Following on from yesterday’s most popular blog, entitled Violin master Shinichi Suzuki ‘the biggest fraud in music history’ – Sydney Morning Herald, thanks to the eagle eyes of Seymour Lightman, at Probe Forensics, I am sharing the follow-up story of the Sydney Morning Herald.
Seymour simply advised:
No idea what’s what here, but maybe worth flagging this revisionist piece: apparently posted as a late update to the original story?
Both stories are well worth a read and some reflection. For me I really admire the Sydney Morning Herald for publishing both sides of this story. The point is that irrespective of whether the Dr Shinichi Suzuki fraud claims are genuine, his contribution to music has been outstanding and should stand separately to the questions about his early years.

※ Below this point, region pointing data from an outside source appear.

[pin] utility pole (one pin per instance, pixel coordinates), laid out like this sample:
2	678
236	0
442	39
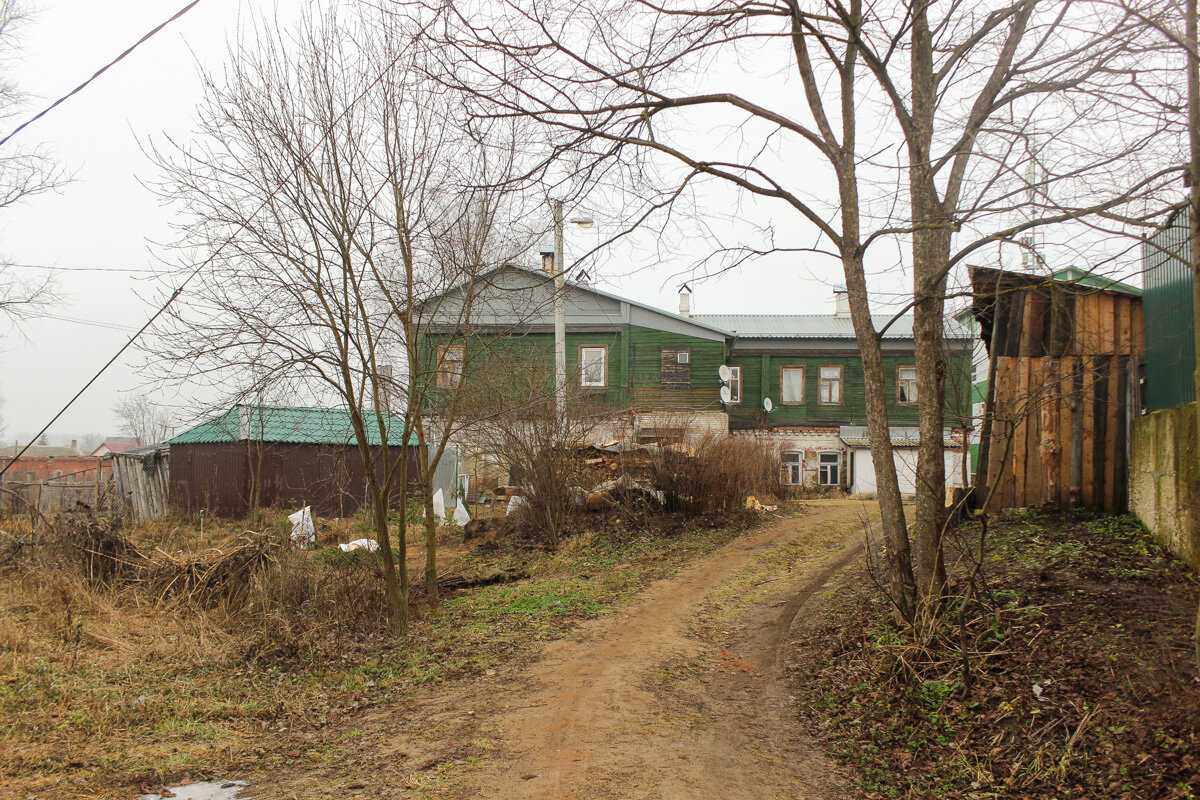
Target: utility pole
561	316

When I was a youngster, I thought that newspapers reported the news honestly and it was for editorials to share their political bias. I soon learned that I was naive.
Let me share another reflection on the same thread. Last night I was at dinner with a friend who had recently retired from a forty-year career at the BBC – he was involved in news operations, viz. delivering the news. I offered that their was too much bias in the mainstream media. My wife gave an example of a headline completely at odds from the main story. Our friend responded that the headline was an editorial decision – so the headline can give a pointed or political message, irrespective of the underlying story. He then moved to my blog and suggested that I was providing editorials of the news.
This started me thinking that with Twitters’ 140 characters, headline were these days much more important than the underlying story.
Any thoughts on bias in the mainstream media and, in particular, editorial decisions on headlines?